Sara Khalili is an editor and translator of contemporary Iranian literature. Her translations include Moon Brow and Censoring an Iranian Love Story by Shahriar Mandanipour, The Pomegranate Lady and Her Sons by Goli Taraghi, The Book of Fate by Parinoush Saniee, Kissing the Sword by Shahrnush Parsipur, and Rituals of Restlessness by Yaghoub Yadali. She has also translated several volumes of poetry by Forough Farrokhzad, Simin Behbahani, Siavash Kasraii, and Fereydoon Moshiri. Her short story translations have appeared in AGNI, The Kenyon Review, The Virginia Quarterly Review, EPOCH, GRANTA, Words Without Borders, The Literary Review, and PEN America, among others.

Poupeh Missaghi is Asymptote’s Iran editor-at-large.
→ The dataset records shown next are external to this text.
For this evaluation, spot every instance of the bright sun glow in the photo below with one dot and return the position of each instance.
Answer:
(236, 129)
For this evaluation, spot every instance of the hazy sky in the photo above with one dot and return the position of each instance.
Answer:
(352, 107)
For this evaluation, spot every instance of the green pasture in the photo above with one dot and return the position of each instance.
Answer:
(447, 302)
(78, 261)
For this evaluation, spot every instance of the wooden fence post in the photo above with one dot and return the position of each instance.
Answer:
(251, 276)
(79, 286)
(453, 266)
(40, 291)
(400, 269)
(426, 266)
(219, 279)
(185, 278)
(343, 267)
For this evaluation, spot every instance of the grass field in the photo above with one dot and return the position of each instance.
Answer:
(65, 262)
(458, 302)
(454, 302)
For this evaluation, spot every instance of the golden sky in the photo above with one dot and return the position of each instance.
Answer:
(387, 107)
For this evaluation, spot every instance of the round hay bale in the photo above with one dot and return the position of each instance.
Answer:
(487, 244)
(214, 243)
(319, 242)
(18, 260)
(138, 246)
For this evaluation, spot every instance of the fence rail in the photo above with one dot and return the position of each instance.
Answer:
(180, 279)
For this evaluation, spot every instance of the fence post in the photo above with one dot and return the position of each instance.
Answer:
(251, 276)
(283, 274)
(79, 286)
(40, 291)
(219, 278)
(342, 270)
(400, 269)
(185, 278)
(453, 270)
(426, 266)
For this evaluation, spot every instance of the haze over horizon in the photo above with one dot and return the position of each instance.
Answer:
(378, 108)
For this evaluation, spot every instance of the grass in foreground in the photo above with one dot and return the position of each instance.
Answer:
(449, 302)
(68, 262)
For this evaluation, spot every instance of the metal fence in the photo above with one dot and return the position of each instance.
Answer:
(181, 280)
She holds a Ph.D. in creative writing and an M.A. in translation studies, and currently teaches as a visiting assistant professor at the creative writing program of Pratt Institute, Brooklyn. Her nonfiction, fiction, and translations have been published in CatapultEntropyThe Brooklyn RailThe Feminist WireWorld Literature TodayGuernicaThe Quarterly Conversation, and elsewhere. Her first book, trans(re)lating house one, is upcoming from Coffee House Press in the fall of 2019.